22 de julio de 2015
Cerca del 80% de los talleres textiles que fabrican la ropa que se usa en el país son ilegales, según investigaciones de la Fundación La Alameda. Se concentran en algunos barrios de la ciudad como Caballito y Flores o en algunas localidades próximas a los polos de distribución, como Ingeniero Budge o Villa Celina. Pero pueden estar también escondidos detrás de una puerta tapiada o una ventana clausurada, en cualquier casa o edificio de la ciudad.
El negocio de la ropa enmascara una trama de diversos intereses que estiran al máximo el tapiz. Cada sector tiene un rol bien definido e intenta hacer rendir su participación en la cadena de valor en una conjunción de fuerzas que saben bien cuándo tirar y cuándo aflojar para que el tejido aguante y quepan todos. Cada oficio tiene sus niveles de complejidad y también sus zonas de conflicto con la ley.

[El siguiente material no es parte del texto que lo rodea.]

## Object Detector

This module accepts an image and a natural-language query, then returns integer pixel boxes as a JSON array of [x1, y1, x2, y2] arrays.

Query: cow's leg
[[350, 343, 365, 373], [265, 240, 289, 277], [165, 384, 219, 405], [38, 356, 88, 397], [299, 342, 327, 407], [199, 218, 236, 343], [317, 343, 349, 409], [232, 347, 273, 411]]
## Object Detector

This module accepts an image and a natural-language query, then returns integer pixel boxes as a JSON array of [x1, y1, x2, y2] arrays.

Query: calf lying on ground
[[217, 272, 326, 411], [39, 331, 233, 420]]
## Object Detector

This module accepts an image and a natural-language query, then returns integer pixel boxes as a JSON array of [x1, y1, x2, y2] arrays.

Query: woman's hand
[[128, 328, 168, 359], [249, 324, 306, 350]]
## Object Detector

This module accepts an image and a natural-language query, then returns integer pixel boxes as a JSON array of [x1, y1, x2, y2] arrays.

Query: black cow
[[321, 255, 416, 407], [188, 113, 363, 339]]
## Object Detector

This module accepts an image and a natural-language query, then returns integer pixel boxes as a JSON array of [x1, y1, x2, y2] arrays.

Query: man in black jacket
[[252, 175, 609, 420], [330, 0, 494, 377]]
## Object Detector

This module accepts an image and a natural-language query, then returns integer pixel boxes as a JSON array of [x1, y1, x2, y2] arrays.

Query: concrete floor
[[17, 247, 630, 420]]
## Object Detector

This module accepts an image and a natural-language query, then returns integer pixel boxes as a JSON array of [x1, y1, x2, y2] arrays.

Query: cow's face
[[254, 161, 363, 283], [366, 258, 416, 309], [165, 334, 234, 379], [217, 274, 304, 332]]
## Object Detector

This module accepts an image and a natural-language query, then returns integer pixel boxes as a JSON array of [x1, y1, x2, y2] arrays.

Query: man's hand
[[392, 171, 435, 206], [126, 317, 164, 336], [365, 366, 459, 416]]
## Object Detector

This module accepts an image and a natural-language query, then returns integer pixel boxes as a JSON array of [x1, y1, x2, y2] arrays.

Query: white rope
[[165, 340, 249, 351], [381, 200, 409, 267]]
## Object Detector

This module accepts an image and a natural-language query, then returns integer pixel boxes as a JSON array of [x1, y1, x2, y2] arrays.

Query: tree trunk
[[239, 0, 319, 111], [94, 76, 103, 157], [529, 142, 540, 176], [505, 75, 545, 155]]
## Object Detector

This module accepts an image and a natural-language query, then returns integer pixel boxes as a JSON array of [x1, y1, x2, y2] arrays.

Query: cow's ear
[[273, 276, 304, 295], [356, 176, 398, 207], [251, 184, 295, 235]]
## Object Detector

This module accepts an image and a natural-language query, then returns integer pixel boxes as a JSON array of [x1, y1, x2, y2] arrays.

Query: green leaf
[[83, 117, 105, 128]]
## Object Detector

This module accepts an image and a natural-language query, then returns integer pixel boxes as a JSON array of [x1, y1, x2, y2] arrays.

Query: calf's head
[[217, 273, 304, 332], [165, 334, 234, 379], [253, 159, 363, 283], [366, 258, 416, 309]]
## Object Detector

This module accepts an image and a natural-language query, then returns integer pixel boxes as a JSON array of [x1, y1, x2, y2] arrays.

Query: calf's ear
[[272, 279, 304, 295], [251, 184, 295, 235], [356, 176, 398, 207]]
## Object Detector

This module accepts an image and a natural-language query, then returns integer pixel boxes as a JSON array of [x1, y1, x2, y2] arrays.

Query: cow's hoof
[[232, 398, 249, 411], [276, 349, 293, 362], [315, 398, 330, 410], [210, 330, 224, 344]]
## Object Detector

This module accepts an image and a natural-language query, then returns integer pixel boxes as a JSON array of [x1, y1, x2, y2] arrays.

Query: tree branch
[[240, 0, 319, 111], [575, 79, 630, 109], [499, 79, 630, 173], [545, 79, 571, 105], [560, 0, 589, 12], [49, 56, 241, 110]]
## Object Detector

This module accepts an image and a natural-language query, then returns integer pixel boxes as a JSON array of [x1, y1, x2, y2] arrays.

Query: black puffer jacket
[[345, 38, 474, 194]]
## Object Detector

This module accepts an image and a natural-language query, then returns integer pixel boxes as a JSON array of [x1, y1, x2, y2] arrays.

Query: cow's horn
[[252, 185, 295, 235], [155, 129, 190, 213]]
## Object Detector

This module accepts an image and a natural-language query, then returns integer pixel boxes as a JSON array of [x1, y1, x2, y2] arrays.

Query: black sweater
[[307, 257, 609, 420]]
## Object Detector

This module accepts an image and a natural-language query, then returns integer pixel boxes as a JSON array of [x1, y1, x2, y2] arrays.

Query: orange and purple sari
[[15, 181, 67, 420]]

La venta de indumentaria, el más claro para los consumidores, incluye desde los negocios de las grandes marcas en los shoppings hasta los puestos «gallineros» en las cuatro inmensas ferias que se disputan el codiciado territorio de La Salada. Al «emblema mundial del comercio y la producción de bienes ilegales», como la definió la Unión Europea, le disputan la clientela las miles de «Saladitas» que se abren en la ciudad, los negocios del barrio de Once y los locales y «manteros» de la avenida Avellaneda.
Están luego los fabricantes –las grandes marcas poseen una alta participación– que compran la tela, la almacenan y diseñan los modelos. Les siguen los talleristas, que reciben los pedidos y gestionan la confección de la indumentaria. Este sector compuesto por pequeños empresarios es el que negocia con el sector inmobiliario que, de alguna manera, también participa en la existencia y florecimiento de esta industria «sumergida». Cierran el circuito los costureros: trabajadores muchas veces precarizados y explotados, pero también invisibilizados bajo el apelativo de «esclavos».
«El hilo se corta por lo más delgado» reconoce, con algo de culpa e impotencia, el dicho popular. Este refrán se hizo evidente el 27 de abril pasado en el sótano de un taller textil en la esquina de Páez y Terrada, del barrio de Flores. Una vela encendida para paliar la falta de suministro eléctrico que una empresa no quiso atender, propagó un incendio y mató a dos niños de 7 y 10 años. Una década atrás, en el taller textil de Luis Viale 1269, en Caballito, el fuego había consumido otras 6 víctimas.
Distintas organizaciones luchan contra esta precariedad: la Fundación La Alameda, por un lado, aboga por la clausura de los talleres «clandestinos» y denuncia penalmente a las marcas que utilizan trabajo «esclavo». Otras, que nuclean poblaciones migrantes como Simbiosis Cultural y grupos del barrio de Flores organizados en asambleas en la Casona de Flores, tratan de llevar el debate por otro camino: plantean «sacar del gueto a la economía migrante» y no alimentar discursos victimizantes que refuerzan clichés y estereotipos que mantienen a los costureros en la sombra. Esa voz, silenciada en los sindicatos de oficios y las reuniones ministeriales, es quizás la que podría traer una solución para armonizar este sector responsable de lo que llevamos puesto cada día.